Nutrition Facts : Calories 509.7 calories, Carbohydrate 18.8 g, Cholesterol 359.7 mg, Fat 30.5 g, Fiber 5.6 g, Protein 42.1 g, SaturatedFat 6.4 g, Sodium 1646.4 mg, Sugar 7.2 g

CUCUMBER SHRIMP TEA SANDWICHES



Cucumber Shrimp Tea Sandwiches image

I think tea sandwiches are just so cute and elegant. The recipe for these came from a wonderful fund raiser party for the theater where I volunteer and used to be the box office manager. They were so pretty, elegant, and delicious. The servings will actually depend on how many shrimp you have to work with. From what I observed, people will pick up two at a time and possibly return for more.
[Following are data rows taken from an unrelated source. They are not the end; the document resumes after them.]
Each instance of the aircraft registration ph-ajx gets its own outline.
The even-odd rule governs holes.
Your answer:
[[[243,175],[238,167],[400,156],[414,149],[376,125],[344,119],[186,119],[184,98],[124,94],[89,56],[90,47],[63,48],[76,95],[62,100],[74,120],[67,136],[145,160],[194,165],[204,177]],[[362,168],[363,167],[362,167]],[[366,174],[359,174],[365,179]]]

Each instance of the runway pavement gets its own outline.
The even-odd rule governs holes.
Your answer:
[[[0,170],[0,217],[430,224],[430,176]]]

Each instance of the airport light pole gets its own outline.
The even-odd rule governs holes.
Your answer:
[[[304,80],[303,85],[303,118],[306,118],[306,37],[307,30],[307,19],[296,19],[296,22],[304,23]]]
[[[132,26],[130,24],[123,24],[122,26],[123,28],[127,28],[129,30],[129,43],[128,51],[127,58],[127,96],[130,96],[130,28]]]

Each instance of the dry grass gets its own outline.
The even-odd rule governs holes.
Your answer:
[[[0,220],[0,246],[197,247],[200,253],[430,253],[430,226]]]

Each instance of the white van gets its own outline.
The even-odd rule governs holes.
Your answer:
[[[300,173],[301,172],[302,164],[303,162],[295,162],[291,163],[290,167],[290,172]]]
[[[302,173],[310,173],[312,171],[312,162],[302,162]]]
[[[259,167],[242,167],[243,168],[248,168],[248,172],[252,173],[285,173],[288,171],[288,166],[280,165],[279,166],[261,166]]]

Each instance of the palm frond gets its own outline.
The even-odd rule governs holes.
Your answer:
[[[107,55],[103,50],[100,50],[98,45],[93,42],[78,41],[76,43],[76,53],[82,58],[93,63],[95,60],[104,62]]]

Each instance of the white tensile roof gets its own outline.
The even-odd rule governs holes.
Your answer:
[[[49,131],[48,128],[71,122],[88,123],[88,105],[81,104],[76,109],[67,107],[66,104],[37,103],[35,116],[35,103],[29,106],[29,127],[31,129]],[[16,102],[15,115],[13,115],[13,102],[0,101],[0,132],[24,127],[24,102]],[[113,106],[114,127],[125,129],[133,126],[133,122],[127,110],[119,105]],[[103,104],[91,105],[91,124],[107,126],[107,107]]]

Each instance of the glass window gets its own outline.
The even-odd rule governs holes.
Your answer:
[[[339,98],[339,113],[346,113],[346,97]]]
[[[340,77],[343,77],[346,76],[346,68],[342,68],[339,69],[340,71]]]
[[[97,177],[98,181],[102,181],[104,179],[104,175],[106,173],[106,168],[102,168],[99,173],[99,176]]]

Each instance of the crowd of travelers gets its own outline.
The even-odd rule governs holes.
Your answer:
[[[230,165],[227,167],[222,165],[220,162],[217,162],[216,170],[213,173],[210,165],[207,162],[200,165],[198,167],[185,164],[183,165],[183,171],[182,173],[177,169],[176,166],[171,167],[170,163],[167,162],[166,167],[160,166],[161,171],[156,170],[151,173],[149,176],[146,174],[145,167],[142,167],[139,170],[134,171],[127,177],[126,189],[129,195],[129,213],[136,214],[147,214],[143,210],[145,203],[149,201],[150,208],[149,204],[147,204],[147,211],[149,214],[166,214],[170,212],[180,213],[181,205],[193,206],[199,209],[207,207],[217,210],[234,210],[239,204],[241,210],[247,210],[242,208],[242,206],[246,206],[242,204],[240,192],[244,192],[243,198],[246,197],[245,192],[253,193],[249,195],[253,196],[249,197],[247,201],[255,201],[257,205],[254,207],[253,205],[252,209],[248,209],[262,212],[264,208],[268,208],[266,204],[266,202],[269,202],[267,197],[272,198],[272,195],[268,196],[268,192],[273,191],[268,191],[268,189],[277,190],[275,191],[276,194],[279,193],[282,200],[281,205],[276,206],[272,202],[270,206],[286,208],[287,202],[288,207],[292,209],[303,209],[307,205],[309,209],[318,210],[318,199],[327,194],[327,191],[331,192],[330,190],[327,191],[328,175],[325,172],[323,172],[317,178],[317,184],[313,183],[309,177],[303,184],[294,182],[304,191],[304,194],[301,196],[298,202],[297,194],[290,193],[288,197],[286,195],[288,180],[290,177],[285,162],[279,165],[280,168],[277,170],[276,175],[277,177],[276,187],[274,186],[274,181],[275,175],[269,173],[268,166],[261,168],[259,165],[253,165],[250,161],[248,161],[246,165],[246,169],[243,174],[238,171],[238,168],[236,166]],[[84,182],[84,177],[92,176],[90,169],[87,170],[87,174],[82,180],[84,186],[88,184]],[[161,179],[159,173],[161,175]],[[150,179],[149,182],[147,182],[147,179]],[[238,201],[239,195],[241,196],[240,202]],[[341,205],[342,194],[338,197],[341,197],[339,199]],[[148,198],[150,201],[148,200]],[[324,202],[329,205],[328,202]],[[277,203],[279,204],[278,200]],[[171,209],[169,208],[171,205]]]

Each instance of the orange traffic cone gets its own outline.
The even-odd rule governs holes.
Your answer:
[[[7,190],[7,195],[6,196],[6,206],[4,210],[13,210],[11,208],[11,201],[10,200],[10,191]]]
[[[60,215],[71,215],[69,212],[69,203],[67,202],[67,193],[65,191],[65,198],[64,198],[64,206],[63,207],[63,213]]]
Provided by Redneck Epicurean

Categories     Lunch/Snacks

Time 30m

Yield 6-8 serving(s)

Number Of Ingredients 10

1/3 cup minced green onion
1/4 cup tub-style light cream cheese, softened
1/4 cup fat-free mayonnaise
1/4 cup plain low-fat yogurt
1 teaspoon fresh dill
1/2 teaspoon garlic salt
1/4 teaspoon black pepper
1 1/2 lbs small shrimp or 1 1/2 lbs shrimp, cooked and peeled
1 cucumber, sliced very thin
1 loaf bread, your choice (pumpernickel was the bread served at the party)

Steps:

  • Combine first 7 ingredients in a bowl.
  • Trim the crusts from the bread slices.
  • Spread the cream cheese mixture over the bread slices and cut into 4 triangles until you reach the number of shrimp you have.
  • Arrange shrimp on each bread triangle. Arrange the cucumber evenly over shrimp.
  • Chill, covered until serving.

Nutrition Facts : Calories 345.9, Fat 6.9, SaturatedFat 2.4, Cholesterol 181.7, Sodium 749.1, Carbohydrate 39.4, Fiber 2.2, Sugar 5.3, Protein 30.1

Tips:

  • For the best results, use large, fresh shrimp.
  • Peel and devein the shrimp before cooking.
  • Use a sharp knife to thinly slice the cucumber.
  • Use a food processor to quickly and easily make the sauce.
  • Serve the shrimp tiles immediately or chill them for later.

Conclusion:

Pimm's NYT Shrimp Tiles with Cucumber Ajaad is a refreshing and flavorful appetizer that is perfect for any occasion. The shrimp tiles are crispy and flavorful, while the cucumber ajaad is tangy and refreshing. This dish is sure to impress your guests and is a great way to enjoy fresh shrimp.